For many years, the National Security Agency has specialized in developing security solutions with ultra-secret requirements for its users, far removed from the services required by the vast majority of government applications.

But that is beginning to change. With commercial products and services drawing heightened interest from federal agencies, NSA is stepping out of the shadows to take a major role in helping those agencies understand their security requirements and evaluate the available commercial solutions.

NSA will continue to supply the ultra-secret encryption "black boxes" to the Defense Department for classified information, agency officials say. But the agency will augment that business by offering system security assessment, testing and diagnostics to defense and civilian agencies. NSA has been offering these services for several years in different capacities, but now the services are becoming one of the organization's largest lines of business. Although NSA still will set aside money for research and development of encryption products - such as the award given last month to General Dynamics Communications Systems (formerly GTE Government Systems) for a new, faster encryptor - the security services possibly could take up more of the agency's budget than the encryption products, officials said.

"We are an organization in transition," said Mike Jacobs, deputy director of information systems at NSA. "We will always have a traditional portion of our business building black boxes, but there is the burgeoning new business."

NSA's new offerings include "red team" exercises, in which NSA users attempt to hack agency systems. The agency has partnered several times with the General Accounting Office to test the system security at agencies such as the State Department and NASA.

As part of those changes, NSA no longer will spend time certifying and endorsing high-security products, even though this service still is in demand. NSA will provide such services for some specific products and services, but largely will hand off the certification business to the National Information Assurance Partnership (NIAP), a joint effort with the National Institute of Standards and Technology.

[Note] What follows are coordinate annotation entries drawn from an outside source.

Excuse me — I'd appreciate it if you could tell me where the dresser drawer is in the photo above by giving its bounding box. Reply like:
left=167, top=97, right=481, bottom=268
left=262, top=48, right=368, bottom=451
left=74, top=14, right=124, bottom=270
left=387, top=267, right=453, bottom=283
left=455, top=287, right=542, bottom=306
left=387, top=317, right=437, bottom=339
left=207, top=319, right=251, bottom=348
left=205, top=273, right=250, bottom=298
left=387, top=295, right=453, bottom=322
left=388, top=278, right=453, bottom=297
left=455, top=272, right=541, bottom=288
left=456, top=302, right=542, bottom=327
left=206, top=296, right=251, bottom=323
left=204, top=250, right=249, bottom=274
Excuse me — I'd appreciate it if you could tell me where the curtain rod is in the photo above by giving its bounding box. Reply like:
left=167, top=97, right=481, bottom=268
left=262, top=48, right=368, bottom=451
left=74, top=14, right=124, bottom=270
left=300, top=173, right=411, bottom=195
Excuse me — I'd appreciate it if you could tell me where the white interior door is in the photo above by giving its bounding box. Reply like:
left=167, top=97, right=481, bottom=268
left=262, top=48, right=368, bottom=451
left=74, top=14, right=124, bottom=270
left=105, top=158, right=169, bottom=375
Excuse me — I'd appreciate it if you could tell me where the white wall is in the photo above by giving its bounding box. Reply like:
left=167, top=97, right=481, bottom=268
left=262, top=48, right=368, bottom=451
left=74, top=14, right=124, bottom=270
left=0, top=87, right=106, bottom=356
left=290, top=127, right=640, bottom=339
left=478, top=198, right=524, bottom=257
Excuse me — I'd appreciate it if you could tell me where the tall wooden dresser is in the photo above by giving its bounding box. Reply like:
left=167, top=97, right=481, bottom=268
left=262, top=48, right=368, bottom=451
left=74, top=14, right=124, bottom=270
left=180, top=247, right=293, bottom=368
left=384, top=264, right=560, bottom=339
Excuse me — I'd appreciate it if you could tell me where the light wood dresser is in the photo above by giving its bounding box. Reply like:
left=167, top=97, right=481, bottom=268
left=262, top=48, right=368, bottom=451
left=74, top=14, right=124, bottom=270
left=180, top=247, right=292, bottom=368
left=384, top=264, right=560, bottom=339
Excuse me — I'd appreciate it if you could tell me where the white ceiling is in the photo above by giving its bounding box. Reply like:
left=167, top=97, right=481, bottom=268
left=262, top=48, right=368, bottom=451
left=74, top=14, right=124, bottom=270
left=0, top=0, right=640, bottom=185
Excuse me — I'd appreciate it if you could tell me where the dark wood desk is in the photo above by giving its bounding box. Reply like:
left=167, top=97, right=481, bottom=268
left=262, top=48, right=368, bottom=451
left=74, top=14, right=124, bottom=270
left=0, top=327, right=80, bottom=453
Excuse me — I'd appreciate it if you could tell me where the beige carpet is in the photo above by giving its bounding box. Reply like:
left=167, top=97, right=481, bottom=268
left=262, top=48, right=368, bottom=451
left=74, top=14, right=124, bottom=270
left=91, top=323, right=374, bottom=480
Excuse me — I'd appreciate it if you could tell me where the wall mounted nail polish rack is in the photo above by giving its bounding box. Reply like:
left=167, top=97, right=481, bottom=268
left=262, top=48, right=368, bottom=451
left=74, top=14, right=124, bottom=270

"The customer still wants that NSA endorsement," said Lou Giles, a member of NIAP from NSA. "But this is a new philosophical paradigm of evaluation for commercial products that we're moving to."

Under this new paradigm, NSA will be using NIAP to test commercial products for federal use instead of using government-built products. But the change goes even further because NIAP government employees are not doing any testing. All of the testing is done by commercial labs that have undergone NIST accreditation. NIAP's role in the evaluation process is to review the test results and make sure they are correct, Giles said.

NSA also is taking the lead on several security-related policy initiatives at DOD that likely will have lasting effects on the entire government. For example, the Pentagon has tapped NSA to oversee its use of public-key infrastructure technology to secure e-mail and other Internet-based transactions.

PKI uses digital certificates, encryption and other technologies to secure those transactions. By the end of 2001, DOD expects to issue digital certificates to more than 3 million employees. And NSA is working more closely than ever to make it happen, said Mike Green, director of the DOD PKI program management office.

For DOD, the challenge with PKI is not the technology for securing transactions but the policy defining the different levels of assurance the Pentagon requires. The Pentagon expects to sign off on that policy by Nov. 10, Green said.

DOD is working closely with civilian agencies that are developing PKI strategies, including the Federal PKI Steering Committee headed by Richard Guida from the Treasury Department. The cooperation will ensure that PKI programs across government will work together, helping agencies avoid populating the Internet with the kind of stovepipe systems they have developed in the past, Green said.

NSA also is heading up a DOD-wide project known as the Information Assurance Technology Framework, which will provide the department with the tools to analyze Internet-based attacks on DOD systems. The IATF Forum, which is putting this initiative together, is made up of more than 2,000 representatives from government and industry.